Mets pitcher Jonathon Niese wipes his face after giving up...

Mets pitcher Jonathon Niese wipes his face after giving up a run during the second inning. (July 27, 2012) Credit: AP

PHOENIX -- You know how a pitcher says after a game he'd like to have one pitch back? Well, Jon Niese probably would like to have a few back, plus one ill-advised throw to first base, from the Mets' 11-5 loss to the Diamondbacks Friday night.

Niese turned a bases-loaded dribbler down the third-base line into a three-run play as the Diamondbacks used a six-run second inning to hand the Mets their 13th loss in 15 games. The defeat quickly brushed away the afterglow from Matt Harvey's winning debut the night before.

Ike Davis and David Wright homered, but the six-run inning was too much to overcome.

The Mets took a 2-0 lead on Davis' 17th homer and Andres Torres' RBI single off Josh Collmenter (3-2) in the second.

Arizona tied it in its half of the second on three straight singles, a bases-loaded walk to former Met Henry Blanco and an RBI single by Collmenter that left the bases loaded with one out.

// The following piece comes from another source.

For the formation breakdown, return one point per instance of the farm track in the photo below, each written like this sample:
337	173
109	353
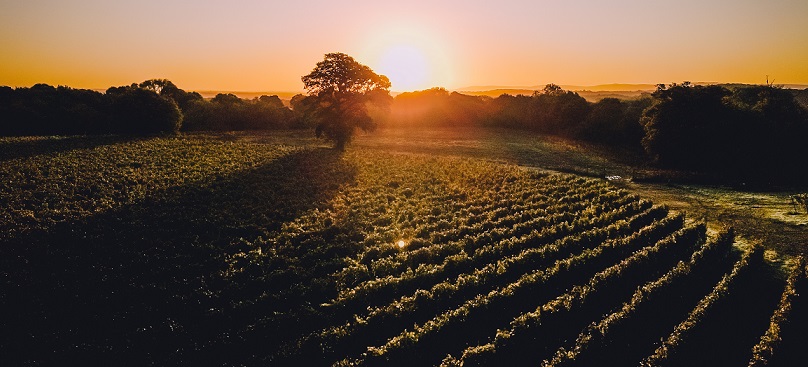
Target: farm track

That's when Willie Bloomquist squibbed one down the third-base line that Niese fielded and fired to first while falling backward. It was going to be an infield single anyway, but the errant throw sailed past Davis and the bases emptied to give the Diamondbacks a 5-2 lead. "I'm sure he wishes he could take it back," Terry Collins said. "He didn't have a play on it. That's a base hit. That was just one of the mistakes we made tonight."

"I think everybody in the ballpark, including myself, knew that I shouldn't have threw that ball," Niese said. "But when you're in the heat of the moment, when you're out there battling, I just tried to force it when I shouldn't have. In hindsight, I wish I would have done a lot of things different."

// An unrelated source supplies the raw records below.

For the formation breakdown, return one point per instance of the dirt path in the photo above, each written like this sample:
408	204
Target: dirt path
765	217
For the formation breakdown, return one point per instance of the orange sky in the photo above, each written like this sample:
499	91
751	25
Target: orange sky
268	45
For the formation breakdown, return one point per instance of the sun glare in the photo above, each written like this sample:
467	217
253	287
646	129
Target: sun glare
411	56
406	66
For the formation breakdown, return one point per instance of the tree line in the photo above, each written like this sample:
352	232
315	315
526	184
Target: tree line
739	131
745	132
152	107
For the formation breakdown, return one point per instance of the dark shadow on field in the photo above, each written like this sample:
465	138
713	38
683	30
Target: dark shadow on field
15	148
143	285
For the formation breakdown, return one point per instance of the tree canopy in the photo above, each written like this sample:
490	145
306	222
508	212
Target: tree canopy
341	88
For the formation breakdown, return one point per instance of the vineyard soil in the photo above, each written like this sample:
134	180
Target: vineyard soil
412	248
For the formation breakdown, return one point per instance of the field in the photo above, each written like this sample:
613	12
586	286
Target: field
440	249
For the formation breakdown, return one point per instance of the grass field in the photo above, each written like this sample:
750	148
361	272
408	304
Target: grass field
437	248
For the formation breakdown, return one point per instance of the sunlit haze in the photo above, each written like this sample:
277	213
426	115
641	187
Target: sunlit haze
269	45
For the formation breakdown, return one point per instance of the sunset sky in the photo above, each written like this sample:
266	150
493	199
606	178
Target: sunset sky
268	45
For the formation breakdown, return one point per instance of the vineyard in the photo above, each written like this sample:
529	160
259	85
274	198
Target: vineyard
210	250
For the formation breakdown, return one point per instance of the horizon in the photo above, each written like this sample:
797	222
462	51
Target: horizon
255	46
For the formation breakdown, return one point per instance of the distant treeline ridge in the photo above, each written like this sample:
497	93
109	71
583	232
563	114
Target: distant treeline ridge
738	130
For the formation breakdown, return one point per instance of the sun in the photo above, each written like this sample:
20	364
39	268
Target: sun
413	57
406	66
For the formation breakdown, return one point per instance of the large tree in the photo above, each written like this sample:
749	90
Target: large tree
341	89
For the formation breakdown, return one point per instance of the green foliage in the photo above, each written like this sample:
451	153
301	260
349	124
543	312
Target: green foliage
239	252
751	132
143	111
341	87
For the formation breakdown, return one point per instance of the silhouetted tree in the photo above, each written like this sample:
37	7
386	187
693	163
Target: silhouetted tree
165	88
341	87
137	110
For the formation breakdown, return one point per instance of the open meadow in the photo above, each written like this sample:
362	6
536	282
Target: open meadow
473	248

Aaron Hill's sacrifice fly completed the damage. "This game's real fast," Niese said. "It can humble you quickly."

Niese called it "a very unfortunate inning." He also called walking Blanco with the bases loaded "a pitcher's worst nightmare."

Wright brought the Mets back to within a run with a three-run homer to left in the third. It was his 16th of the season and snapped an 0-for-15 skid.

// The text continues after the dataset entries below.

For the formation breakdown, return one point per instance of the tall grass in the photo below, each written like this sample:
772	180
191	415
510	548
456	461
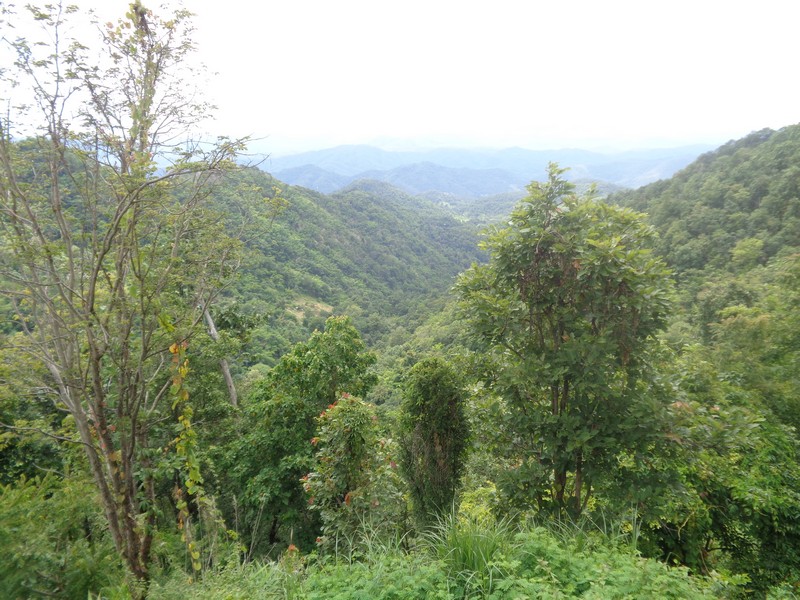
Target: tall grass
473	550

But Niese (7-5), whom Collins needed to pitch deep into the game to protect a worn-out bullpen, allowed single runs in the fourth and fifth to make it 8-5. Bloomquist had an RBI single in the fourth and Paul Goldschmidt singled home a run in the fifth.

Collins said before the game that he was not going to use overworked Jon Rauch and wanted to stay away from lefthanders Tim Byrdak and Josh Edgin. Also, Bobby Parnell threw 31 pitches in saving Harvey's first major-league win on Thursday.

So Niese stayed in for six innings. He allowed eight runs (six earned), nine hits and one walk, striking out five. "We had to do what we had to do because of the bullpen," Collins said. Elvin Ramirez allowed three runs in the seventh to make it 11-5.

Collmenter allowed only two baserunners after Wright's home run, striking out the side in his final inning. He gave up five runs, seven hits and one walk in six innings, striking out five.

Collins started Jason Bay (0-for-4, two strikeouts) in leftfield with Torres in center, Jordany Valdespin in right and Kirk Nieuwenhuis on the bench. That could signal that Nieuwenhuis' status with the big club is in jeopardy, with Mike Baxter nearing a return from rehab. Baxter went 1-for-4 for Triple-A Buffalo on Friday against Louisville.